Fortunately, however, we have found something – the new home is now on the outskirts of Kanchipuram (some 12 km), in Arpakkam (which can be found with google earth, it is south-east of Kanchipuram, one has to look for „Arpakkam, Kanchipuram“). The new house is located within a building which belongs to RIDE – also a non-profit organization. However, we must now pay 5000 rupees (twice as much as before). It’s all much more roomy, but also quite far out.

The building has a large hall, which is now divided into a girl and a boy room and office. (we put in the divisions with wooden walls), a kitchen, three bathrooms and four toilets Mosquito nets are fitted to the windows and the complex also has a night watchman and has a large garden with trees and other plants.
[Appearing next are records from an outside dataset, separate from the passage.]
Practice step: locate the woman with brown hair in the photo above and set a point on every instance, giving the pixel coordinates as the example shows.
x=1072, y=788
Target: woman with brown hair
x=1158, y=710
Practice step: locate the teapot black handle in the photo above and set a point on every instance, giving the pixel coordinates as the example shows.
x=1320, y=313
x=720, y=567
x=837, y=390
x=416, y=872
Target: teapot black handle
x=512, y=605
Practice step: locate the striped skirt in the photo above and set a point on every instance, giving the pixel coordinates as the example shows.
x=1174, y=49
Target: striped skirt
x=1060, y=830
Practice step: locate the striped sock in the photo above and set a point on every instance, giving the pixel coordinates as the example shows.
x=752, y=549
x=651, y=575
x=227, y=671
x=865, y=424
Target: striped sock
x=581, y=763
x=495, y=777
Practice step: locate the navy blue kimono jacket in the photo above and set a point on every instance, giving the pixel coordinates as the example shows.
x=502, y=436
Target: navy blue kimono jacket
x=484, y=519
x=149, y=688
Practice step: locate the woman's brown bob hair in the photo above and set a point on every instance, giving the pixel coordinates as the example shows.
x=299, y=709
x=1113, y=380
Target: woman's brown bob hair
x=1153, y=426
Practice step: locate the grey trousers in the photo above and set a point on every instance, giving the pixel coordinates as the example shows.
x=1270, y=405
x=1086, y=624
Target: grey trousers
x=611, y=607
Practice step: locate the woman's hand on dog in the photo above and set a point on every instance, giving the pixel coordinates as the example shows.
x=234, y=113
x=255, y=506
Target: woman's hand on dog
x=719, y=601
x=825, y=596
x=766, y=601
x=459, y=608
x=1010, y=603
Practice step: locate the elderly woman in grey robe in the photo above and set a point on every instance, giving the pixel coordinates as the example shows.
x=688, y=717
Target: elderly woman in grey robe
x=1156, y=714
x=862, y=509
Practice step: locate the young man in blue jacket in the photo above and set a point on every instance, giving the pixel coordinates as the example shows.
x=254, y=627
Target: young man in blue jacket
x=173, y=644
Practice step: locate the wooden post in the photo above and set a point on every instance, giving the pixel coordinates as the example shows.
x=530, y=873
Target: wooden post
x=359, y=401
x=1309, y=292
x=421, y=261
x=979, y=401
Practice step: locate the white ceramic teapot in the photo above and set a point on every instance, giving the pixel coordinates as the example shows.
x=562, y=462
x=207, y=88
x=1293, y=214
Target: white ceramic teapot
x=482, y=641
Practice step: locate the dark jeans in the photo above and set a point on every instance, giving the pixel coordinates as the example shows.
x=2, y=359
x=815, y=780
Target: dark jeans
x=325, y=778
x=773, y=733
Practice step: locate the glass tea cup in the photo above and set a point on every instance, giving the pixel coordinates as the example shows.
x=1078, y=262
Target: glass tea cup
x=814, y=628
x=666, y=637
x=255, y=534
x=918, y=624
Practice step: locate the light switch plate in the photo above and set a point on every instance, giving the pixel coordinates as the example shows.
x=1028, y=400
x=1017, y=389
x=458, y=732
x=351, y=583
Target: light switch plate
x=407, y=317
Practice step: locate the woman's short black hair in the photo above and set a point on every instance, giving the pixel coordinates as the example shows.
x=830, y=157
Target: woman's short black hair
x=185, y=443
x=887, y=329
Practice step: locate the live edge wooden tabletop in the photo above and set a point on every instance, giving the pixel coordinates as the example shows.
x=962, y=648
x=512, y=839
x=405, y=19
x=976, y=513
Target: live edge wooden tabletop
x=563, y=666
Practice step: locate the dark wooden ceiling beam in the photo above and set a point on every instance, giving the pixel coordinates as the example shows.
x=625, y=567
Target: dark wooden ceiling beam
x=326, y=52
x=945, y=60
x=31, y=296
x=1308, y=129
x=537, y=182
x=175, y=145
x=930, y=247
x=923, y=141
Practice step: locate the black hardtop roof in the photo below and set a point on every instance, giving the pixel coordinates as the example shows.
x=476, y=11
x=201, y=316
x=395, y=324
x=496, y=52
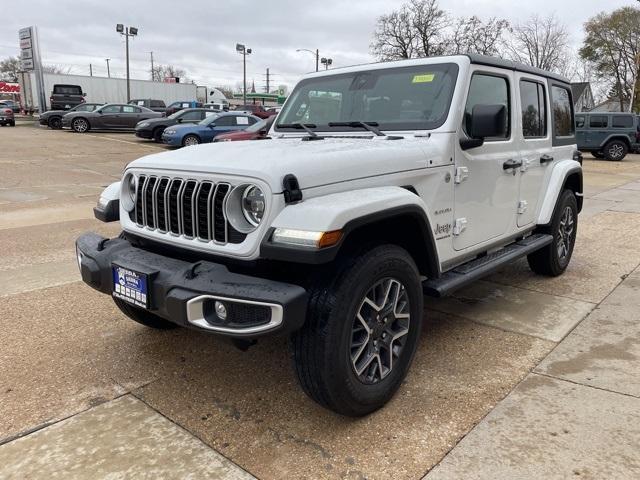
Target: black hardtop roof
x=510, y=65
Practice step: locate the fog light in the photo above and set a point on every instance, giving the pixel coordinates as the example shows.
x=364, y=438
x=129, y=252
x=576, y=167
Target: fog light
x=221, y=310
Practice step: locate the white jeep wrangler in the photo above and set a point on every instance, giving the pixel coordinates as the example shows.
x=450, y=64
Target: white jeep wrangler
x=380, y=184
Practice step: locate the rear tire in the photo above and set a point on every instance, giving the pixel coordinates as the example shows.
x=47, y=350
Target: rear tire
x=350, y=356
x=80, y=125
x=55, y=123
x=553, y=259
x=190, y=140
x=157, y=135
x=143, y=317
x=615, y=150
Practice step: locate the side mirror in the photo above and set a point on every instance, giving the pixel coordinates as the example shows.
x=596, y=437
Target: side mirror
x=486, y=121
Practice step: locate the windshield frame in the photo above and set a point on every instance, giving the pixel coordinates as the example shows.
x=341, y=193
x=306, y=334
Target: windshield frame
x=410, y=125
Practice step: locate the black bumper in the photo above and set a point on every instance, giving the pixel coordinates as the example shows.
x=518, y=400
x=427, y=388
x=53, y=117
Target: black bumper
x=174, y=283
x=148, y=134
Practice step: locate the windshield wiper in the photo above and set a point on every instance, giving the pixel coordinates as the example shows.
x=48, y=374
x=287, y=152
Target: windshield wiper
x=371, y=126
x=303, y=126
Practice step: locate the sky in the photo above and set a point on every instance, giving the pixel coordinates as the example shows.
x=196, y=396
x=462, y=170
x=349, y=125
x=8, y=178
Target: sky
x=200, y=36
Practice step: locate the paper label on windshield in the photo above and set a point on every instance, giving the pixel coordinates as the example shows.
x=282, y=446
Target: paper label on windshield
x=423, y=78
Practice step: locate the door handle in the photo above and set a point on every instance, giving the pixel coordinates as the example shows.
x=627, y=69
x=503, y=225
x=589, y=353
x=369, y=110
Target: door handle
x=511, y=163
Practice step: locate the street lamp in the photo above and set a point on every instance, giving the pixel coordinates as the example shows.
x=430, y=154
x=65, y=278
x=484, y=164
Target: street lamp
x=316, y=54
x=127, y=32
x=244, y=51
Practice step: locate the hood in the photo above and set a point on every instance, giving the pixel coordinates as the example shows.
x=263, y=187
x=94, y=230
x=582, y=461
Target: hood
x=314, y=163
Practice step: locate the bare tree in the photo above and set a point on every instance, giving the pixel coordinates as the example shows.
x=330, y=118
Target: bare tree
x=395, y=37
x=612, y=45
x=472, y=35
x=428, y=21
x=541, y=42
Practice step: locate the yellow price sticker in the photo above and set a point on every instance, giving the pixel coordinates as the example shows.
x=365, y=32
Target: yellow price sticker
x=424, y=78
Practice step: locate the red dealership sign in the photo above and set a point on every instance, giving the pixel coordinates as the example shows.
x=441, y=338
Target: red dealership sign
x=6, y=87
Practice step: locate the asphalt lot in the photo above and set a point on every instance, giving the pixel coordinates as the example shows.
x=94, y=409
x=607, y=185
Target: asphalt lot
x=78, y=379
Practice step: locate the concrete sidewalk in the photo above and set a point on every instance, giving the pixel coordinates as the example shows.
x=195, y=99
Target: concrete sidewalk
x=577, y=415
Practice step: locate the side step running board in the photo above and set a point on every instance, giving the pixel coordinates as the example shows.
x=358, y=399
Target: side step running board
x=480, y=267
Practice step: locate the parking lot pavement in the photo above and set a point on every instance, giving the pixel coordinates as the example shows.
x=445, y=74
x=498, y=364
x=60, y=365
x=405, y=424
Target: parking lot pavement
x=68, y=350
The power supply is good there, and also the provision of water (in Kanchipuram, the situation is worse), and Arpakkam is located on a bus route to Kanchipuram.

The distance also means that the children have fewer visits by the local trust members. The six youngest children had to change school – they have now been removed to the local school about 1.5 km away from the new home. The other kids kept right on their previous schools and are now going there daily by bus to Kanchipuram. We believe that this should not be a permanent solution, because of the long traveling time, and the reduced contact to „the outside world“. But at the moment we will not have much choice but to swallow this toad.

Luckily Mr Shanmugam and Mr Subramaniam took care of everything organizationally. We will soon get pictures  by Mr. Subramaniam that we will publish  here.

Given this situation, we need to now increase our efforts to get financial support from German companies settled near Kanchipuram  – without a sustainable sponsorship the resettlement of the orphanage to Kanchipuram seems to be very difficult.